If the S&P finds it difficult to hold these levels, then a solid break back down past 1691 could see it reach 1661 and then potentially reaching 1623, which depending on the strength of the downward move could become support.

NASDAQ – 3140

The NASDAQ is showing no signs of slowing down at the moment and this could be a sign of over exuberance about the tech sector. The NASDAQ has reached its potential extension range and is now at an important level.

If this up move has a chance at continuing then we would like to see a strong move with long up bars breaking past 3145 which could lead a move towards 3194.

If a break back down is to occur then 3087 and 3014 need to be broken with solid downward momentum. If so, then 2995 and 2938 could be next lower targets.


AUD.USD – 8901

The AUD is not looking at getting stronger anytime soon. With comments from RBA indicating possible further rate cuts and strength in the USD, look out below.

If we see the longer term downtrend continue then solid down bars breaking through the 8780 area could lead to mid 80’s reached, and depending on the momentum we could see the low 80’s this week. No attempt on lower targets will be made yet.

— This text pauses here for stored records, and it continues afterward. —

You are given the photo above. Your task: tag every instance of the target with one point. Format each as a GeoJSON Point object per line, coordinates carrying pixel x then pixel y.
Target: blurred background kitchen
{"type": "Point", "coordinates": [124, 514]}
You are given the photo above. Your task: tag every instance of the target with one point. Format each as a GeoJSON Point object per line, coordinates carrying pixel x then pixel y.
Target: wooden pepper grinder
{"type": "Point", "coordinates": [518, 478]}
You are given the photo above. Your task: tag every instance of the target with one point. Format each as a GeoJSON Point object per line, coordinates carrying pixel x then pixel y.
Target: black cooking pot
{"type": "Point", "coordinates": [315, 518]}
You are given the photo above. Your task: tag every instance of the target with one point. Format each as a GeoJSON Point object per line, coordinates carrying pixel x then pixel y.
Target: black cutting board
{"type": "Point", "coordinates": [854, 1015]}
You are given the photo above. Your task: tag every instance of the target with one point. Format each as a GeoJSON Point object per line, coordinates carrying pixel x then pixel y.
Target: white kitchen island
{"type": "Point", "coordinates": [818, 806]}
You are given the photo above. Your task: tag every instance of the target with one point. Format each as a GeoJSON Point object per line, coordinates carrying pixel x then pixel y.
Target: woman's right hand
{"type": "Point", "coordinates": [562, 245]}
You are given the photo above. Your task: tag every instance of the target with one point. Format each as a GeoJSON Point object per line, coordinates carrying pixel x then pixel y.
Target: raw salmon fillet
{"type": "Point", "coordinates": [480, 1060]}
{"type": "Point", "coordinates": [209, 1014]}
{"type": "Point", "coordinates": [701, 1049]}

If the AUD is to change direction then 9113 needs to be broken first, and as we mentioned last week – would like to see a strong move past the area between 9370 – 9395 before a new uptrend can form.

EUR.USD – 13279

The EUR is stuck at 13285 and ranged last week between FICM’s two levels of 13177 and 13285. These two levels will play an important role in the next move.

If the move up is to continue then it needs to break past 13285 early, which will then possibly reach 13342. If the up move has strong momentum and long up bars then we could see 13432 reached before extending to an ambitious target of 13506.

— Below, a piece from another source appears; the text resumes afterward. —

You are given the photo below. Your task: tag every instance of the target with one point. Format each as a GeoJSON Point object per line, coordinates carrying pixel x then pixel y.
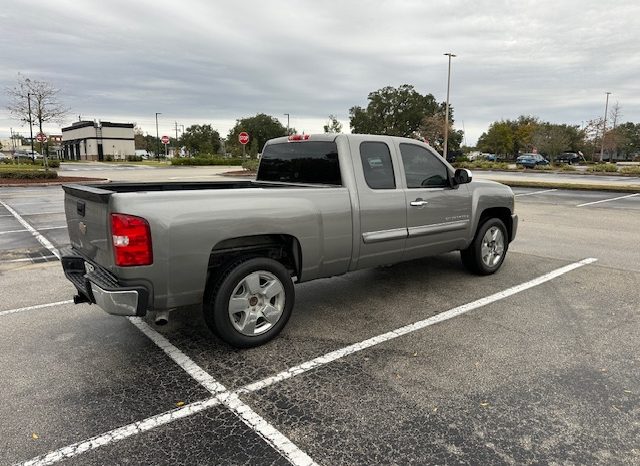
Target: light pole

As we said last week; if there is a break on the downside then we would like to see 13177 broken, then followed by 13106 and eventually finding potential support near 13084.

GBP.USD – 15291

The GBP moved lower as the USD strengthened early in the week, but then a 250+ point rally changed the direction quickly as the BOE decided to not act on monetary policy just yet.

If we see a continuation of the upmove then we would like to see a solid break past 15380 and 15500 early in the week. This could then lead to a potential target of 15598.

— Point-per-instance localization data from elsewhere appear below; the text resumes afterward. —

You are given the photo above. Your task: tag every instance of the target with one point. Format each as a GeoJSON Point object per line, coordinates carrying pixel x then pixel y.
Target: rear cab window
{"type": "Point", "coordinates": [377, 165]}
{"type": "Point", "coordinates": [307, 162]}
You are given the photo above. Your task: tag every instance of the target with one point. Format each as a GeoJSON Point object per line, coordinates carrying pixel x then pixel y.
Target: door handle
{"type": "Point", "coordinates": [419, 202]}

If 15304 holds up this rally, then a solid move back down past 15273 and 15184 could start a fall past 15118. If the move past 15118 has strong momentum behind it then 15006 could be tested.

USD.JPY – 98.91

The JPY downward move was met by a solid level of support near 9756 as we saw strength come back into the USD and a 200+ rally occurred.

If we are to see another strong USD rally against the JPY then we would like to see 100.52 broken with solid long up bars which could lead it towards 102.25-52 which would be the full length of the range which was formed back in June.

For this down move to take a new leg down we would like 99.93 to become a solid level of resistance and then a solid break past 97.53. If this occurs then we will looking at 96.11 as possible downward target with a possible extension down near 95.08.


GOLD – 1311

GOLD is still showing signs of uncertainty and the question remains; what’s the next move? It comes down to the play of the world markets, and if we see a big move down then GOLD may once again become the safe haven play.

If another attempt at an upmove is to take place then we would like to see 1302 hold and 1324 broken on the upside. If this occurs with solid momentum then we could see 1378 and 1391 reached.

If 1302 does not hold and we are to see another aggressive down move then 1254 will play an important role as if broken then this could be the trigger for GOLD to dip below 1200 again.


A lot has to be said about the move in OIL lately, and as you will notice in the charts any solid downward moves early were followed by strong rallies late. It seems like we are running out of the commodity by the end of each week. Overall we could be in for a world were 100+ OIL is the norm.

If the up move is to continue then solid long bars past 110 could be the start of panic buying and the 119.11 level could be reached very quickly. In these types of markets if you are the the right side of the trade, enjoy it while you can.

If we see a down move then any strong movement past 10530 could see 102.51, and if 102.51 is broken the 100.92 could be the next level.